To examine the molecular mechanism(s) and underlying changes in cell cycle patterns caused by BrMC treatment, the effects of various cyclins and Cdks involved in cell cycle regulation were investigated, in MDA-MB-453 cells. BrMC treatment for 24 h caused a dose-dependent reduction of cyclin D1 and cyclin E expression in HER-2/neu-overexpressing MDA-MB-453 cells (Fig. 4A). Cyclin D1 serves as the regulatory subunit of Cdk4 and contributes to its stability. Therefore, the effects of BrMC on Cdk expression were assessed; treatment of MDA-MB-453 cells with BrMC resulted in a dose-dependent decrease in Cdk4 expression (Fig. 4A). However, there was no change in the Cdk1 and Cdk2 protein levels (data not shown). These results imply that BrMC inhibits cell cycle progression by reducing the levels of cyclin D1, cyclin E and Cdk4 in MDA-MB-453 cells. In addition, Akt may contribute to the induction of cell cycle progression by regulating the Cdk inhibitors, p27^KIP and p21^CIP (17). Both p27^KIP and p21^CIP protein levels dose-dependently increased in response to BrMC treatment (Fig. 4A). A similar pattern of results was also observed in BT-474 cells. BrMC treatment caused downregulation of cyclin D1 and upregulation of p21^CIP expression in a dose-dependent manner in BT-474 cells (Fig. 4B).

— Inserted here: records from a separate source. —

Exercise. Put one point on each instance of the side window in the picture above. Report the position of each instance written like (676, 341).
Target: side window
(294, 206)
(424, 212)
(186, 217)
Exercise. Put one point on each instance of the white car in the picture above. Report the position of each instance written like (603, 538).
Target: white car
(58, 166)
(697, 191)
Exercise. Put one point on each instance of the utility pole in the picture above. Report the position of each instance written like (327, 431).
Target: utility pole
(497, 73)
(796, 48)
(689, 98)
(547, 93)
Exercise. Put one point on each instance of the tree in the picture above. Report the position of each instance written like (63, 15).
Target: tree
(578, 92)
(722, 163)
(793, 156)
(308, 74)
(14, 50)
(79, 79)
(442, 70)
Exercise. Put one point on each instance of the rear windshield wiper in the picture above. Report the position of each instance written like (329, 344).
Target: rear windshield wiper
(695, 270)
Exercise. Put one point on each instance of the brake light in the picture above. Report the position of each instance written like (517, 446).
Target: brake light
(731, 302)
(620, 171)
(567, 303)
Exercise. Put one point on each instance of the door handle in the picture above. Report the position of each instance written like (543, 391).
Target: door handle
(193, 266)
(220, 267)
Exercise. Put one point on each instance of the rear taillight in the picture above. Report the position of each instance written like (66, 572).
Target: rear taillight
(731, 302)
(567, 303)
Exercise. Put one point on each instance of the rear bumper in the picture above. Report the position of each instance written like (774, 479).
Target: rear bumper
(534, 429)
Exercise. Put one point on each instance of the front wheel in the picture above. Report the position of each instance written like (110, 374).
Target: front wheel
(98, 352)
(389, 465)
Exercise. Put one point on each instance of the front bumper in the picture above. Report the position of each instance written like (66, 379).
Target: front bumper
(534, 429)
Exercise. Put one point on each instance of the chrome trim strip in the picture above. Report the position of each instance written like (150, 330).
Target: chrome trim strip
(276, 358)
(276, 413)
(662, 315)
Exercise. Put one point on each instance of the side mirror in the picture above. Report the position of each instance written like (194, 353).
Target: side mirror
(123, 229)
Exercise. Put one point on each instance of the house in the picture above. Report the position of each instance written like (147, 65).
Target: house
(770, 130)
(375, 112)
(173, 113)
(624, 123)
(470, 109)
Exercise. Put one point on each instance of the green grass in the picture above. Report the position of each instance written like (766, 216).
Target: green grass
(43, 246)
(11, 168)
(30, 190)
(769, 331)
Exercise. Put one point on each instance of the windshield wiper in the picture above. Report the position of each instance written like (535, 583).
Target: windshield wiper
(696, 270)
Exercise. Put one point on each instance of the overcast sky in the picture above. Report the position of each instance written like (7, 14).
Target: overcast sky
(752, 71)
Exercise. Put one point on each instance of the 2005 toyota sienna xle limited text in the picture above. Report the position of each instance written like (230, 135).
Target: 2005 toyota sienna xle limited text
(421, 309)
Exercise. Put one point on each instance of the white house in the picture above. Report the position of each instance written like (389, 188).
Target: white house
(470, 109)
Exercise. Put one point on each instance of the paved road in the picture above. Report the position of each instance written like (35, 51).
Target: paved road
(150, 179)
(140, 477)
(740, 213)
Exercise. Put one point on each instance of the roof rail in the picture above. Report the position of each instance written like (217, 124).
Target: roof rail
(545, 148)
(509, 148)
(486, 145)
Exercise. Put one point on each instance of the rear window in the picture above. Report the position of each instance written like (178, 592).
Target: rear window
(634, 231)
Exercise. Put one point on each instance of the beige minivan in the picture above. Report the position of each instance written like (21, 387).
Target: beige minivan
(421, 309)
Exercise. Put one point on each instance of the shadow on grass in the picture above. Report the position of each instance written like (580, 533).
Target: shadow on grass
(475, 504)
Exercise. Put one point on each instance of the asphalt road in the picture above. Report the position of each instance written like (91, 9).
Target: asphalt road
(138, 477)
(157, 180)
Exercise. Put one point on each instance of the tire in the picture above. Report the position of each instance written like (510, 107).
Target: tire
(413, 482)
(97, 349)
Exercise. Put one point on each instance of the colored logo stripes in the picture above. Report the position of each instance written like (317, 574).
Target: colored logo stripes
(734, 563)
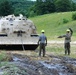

The effect of BrMC upon anchorage-independent colony growth in soft agar was determined. Anchorage-independent growth is a property of transformed and tumor cells, and is closely correlated with tumorigenesis in vivo. Colony formation of MDA-MB-453 cells, which are known to overexpress HER-2/neu, was significantly (P<0.05) suppressed by BrMC treatment as compared with that in the control group (Fig. 5A). Reductions in colony number were accompanied by a reduction in colony size in MDA-MB-453 cells (Fig. 5B). Therefore, the data indicate that BrMC treatment suppressed the transformation ability of HER-2/neu-overexpressing breast cancer cells.